Here are three special species of birds that produce yield milk to educate their young.
Pigeons and pigeons
Pigeons and pigeons Perhaps the most famous birds that produce yield milk. Both men’s and women-member species contribute to the feeding of the chicks of this thick, yellowish-white fluid during the first few days after hatching.
Milk from pigeons is incredibly rich because it contains about 60% protein and high fat, which helps chicks grow rapidly in the first week. This yield is produced when launching the hormone prolactin, the same hormone responsible for the production of milk in mammals.
According to Dr. Wagner, “the production of cultural milk in pigeons is regulated hormone from prolactin, imitating the biological path observed in mammals.”

Flamingace
Flamingace are another unexpected member of this group. Both the man and the female flamingo produce bright red colored milk; This red color comes from carotenoid pigments in its diet, the same pigments that give flamingam their iconic pink color.
Flamingo yielding milk is also rich in fat and protein and contains compounds that increase immunity to maintain the development of chicks in the early stages. During the first few weeks of life, flamingo chicks depend entirely on this substance for nutrition. Inclusion in the article 2022 in the national wildlife: “Flamingo yielding milk is so significant that parents can lose up to 10% of their body weight during feeding.”

Emperor Penguins
Despite the fact that imperial penguins live in one of the most extreme climates on Earth, they have developed this amazing adaptation. If the female leaves hunting after putting an egg, the male incubats the egg for more than two months without eating.

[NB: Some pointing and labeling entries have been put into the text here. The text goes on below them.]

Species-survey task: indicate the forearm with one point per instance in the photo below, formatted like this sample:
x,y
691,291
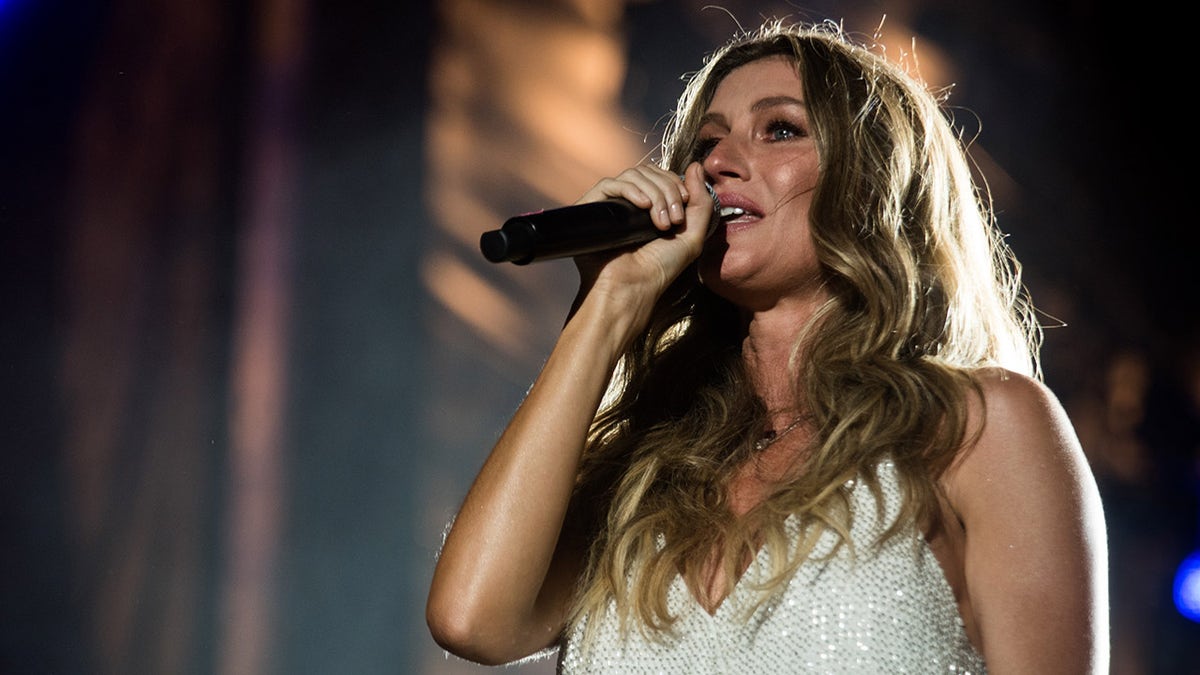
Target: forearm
x,y
499,591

When the chick hatches as the mother returns, the father produces milk secretion from his esophagus (food pipe) to keep the chick.
This substance is high in protein and is a temporary solution until the mother returns with real food. In fact, it is not milk, but he played the same role.
According to the sea biologist Dr. Linda Chen in the magazine Polar Life Journal, “the Emperor Penguin’s Fathers produce a cottage cheese, similar to a secretion that allows the chick to survive all day long in the absence of the mother.”